Chicken Salad a la Russe

Summary

Yield
4 Servings
SourceMary Ellen Jenkins (1989)
Prep time
20 minutes
Cooking time
20 minutes
Total time
40 minutes

Ingredients

2
chicken breasts (large, skinned and boned)
1
bottle Russian light dressing (8-oz)
1⁄4 t
salt
1
head iceberg lettuce (small)
6 oz
Swiss or Jarlsberg cheese (cubed)
4
plum tomatoes (cut into wedges)
2
avocados (medium, thinly sliced)
1⁄2 c
walnuts
1⁄4 c
pine nuts or pecans

Instructions

About 20 minutes before serving: Cut chicken breasts into bite-sized pieces. In 10-inch skillet over high heat, heat Russian dressing and salt to boiling. Stir in chicken pieces; heat to boiling. Reduce heat to medium.

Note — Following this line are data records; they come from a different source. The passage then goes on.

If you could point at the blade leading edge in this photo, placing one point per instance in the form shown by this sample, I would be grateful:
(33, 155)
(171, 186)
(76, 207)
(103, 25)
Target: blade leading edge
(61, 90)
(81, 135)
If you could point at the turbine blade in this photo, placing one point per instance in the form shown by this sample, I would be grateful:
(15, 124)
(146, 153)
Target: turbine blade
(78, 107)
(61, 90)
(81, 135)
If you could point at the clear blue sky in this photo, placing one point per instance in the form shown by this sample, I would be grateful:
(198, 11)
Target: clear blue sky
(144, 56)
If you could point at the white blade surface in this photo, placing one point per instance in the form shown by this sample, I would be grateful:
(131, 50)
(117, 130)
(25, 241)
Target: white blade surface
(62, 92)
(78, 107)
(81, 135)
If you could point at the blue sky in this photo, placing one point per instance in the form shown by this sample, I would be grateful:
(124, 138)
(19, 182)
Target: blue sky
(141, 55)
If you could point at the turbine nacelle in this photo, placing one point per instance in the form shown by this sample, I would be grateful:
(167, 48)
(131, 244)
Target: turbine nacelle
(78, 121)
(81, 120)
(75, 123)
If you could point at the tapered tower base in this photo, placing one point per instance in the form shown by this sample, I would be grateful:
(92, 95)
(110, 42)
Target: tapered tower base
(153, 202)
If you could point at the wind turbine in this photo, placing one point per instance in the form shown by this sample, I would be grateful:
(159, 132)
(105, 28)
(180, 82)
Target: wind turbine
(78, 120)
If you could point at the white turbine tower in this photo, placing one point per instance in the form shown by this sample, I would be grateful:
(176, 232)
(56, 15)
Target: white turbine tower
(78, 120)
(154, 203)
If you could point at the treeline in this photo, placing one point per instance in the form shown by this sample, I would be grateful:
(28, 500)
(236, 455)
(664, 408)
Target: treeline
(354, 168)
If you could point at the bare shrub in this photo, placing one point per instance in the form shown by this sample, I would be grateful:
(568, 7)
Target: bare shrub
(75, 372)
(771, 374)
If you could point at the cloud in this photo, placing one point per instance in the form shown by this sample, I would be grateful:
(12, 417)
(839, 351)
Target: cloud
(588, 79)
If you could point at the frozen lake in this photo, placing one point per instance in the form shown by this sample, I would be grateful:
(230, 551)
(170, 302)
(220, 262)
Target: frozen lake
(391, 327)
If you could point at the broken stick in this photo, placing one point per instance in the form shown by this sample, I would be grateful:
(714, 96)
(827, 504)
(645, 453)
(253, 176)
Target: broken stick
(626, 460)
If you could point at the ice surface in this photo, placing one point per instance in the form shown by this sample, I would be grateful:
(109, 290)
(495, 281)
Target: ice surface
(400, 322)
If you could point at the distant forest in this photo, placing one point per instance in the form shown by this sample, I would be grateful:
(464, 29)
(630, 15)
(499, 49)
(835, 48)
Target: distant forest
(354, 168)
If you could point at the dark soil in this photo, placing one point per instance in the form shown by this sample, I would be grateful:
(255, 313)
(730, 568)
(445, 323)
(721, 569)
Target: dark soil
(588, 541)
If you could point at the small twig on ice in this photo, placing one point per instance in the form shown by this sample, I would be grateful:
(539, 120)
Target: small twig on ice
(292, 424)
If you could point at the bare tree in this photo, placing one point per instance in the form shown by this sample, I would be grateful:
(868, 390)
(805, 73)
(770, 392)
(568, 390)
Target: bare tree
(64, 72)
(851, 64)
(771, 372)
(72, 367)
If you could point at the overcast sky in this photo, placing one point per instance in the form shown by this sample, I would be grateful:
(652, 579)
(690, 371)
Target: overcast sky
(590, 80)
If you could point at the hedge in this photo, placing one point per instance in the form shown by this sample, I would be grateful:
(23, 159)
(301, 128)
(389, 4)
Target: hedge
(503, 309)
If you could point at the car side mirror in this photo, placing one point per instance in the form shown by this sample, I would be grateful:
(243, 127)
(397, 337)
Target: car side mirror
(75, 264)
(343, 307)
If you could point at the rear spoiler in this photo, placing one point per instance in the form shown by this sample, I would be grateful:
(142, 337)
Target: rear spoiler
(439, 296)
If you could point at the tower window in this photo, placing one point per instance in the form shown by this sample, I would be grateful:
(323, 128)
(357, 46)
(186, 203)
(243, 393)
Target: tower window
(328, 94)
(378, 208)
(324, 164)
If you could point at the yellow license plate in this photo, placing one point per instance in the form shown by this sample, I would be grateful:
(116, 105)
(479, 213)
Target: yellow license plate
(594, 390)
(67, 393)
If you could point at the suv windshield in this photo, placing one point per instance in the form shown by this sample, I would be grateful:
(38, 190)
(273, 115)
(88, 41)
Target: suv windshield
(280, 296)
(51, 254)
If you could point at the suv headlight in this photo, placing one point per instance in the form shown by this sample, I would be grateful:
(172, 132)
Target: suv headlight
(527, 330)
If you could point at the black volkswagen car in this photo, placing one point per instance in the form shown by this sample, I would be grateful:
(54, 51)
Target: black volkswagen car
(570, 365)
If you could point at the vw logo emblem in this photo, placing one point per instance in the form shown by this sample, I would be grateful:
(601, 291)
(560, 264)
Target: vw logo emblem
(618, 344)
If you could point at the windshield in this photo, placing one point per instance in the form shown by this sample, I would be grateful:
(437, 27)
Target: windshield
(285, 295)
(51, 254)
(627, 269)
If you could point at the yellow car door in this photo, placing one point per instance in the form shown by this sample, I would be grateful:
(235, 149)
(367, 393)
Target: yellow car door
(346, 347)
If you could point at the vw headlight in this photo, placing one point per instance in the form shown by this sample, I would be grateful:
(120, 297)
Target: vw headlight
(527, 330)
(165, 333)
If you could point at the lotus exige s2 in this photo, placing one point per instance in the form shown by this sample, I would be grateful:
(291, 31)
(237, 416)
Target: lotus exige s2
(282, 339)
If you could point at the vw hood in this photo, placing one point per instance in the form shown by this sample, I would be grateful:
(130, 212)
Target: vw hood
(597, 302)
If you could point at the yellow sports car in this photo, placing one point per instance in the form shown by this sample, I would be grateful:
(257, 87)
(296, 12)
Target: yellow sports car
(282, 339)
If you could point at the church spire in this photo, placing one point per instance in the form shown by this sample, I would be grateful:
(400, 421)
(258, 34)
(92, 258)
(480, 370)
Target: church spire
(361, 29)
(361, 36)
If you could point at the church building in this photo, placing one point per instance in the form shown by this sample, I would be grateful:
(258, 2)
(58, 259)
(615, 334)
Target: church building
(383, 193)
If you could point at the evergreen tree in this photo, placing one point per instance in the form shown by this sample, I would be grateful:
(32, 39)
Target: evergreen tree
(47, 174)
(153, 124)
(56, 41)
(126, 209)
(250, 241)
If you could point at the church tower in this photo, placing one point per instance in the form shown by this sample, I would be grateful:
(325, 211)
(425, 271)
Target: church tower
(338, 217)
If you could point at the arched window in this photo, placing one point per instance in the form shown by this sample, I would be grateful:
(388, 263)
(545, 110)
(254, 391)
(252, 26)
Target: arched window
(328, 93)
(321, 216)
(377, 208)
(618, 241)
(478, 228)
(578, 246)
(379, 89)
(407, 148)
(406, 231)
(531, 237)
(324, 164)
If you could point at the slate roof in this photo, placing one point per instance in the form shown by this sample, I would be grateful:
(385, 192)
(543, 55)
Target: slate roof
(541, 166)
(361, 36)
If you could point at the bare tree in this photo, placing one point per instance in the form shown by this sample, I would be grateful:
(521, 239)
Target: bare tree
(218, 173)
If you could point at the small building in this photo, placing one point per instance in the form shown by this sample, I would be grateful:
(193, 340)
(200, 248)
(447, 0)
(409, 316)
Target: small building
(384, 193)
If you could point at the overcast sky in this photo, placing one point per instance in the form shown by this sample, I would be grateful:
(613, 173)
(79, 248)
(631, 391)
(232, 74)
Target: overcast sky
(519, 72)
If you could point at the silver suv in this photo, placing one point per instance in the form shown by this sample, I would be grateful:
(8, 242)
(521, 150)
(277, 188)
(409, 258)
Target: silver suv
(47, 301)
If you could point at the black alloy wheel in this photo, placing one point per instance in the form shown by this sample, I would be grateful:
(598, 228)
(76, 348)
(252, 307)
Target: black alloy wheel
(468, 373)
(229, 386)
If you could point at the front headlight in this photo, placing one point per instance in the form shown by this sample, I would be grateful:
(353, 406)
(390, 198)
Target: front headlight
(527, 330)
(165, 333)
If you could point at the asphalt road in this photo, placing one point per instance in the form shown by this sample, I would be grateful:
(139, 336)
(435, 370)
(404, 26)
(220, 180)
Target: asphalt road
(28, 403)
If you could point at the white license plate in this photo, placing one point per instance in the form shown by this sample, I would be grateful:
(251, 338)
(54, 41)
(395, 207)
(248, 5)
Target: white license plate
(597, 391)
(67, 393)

Cook 10 minutes, or until chicken is fork-tender, stirring occasionally. Meanwhile, cut lettuce into chunks; use to line 4 dinner plates or a large bowl. Top with cheese, tomato wedges and avocado slices. When chicken is done, top salad with hot chicken mixture; sprinkle with nuts. About 835 calories per serving.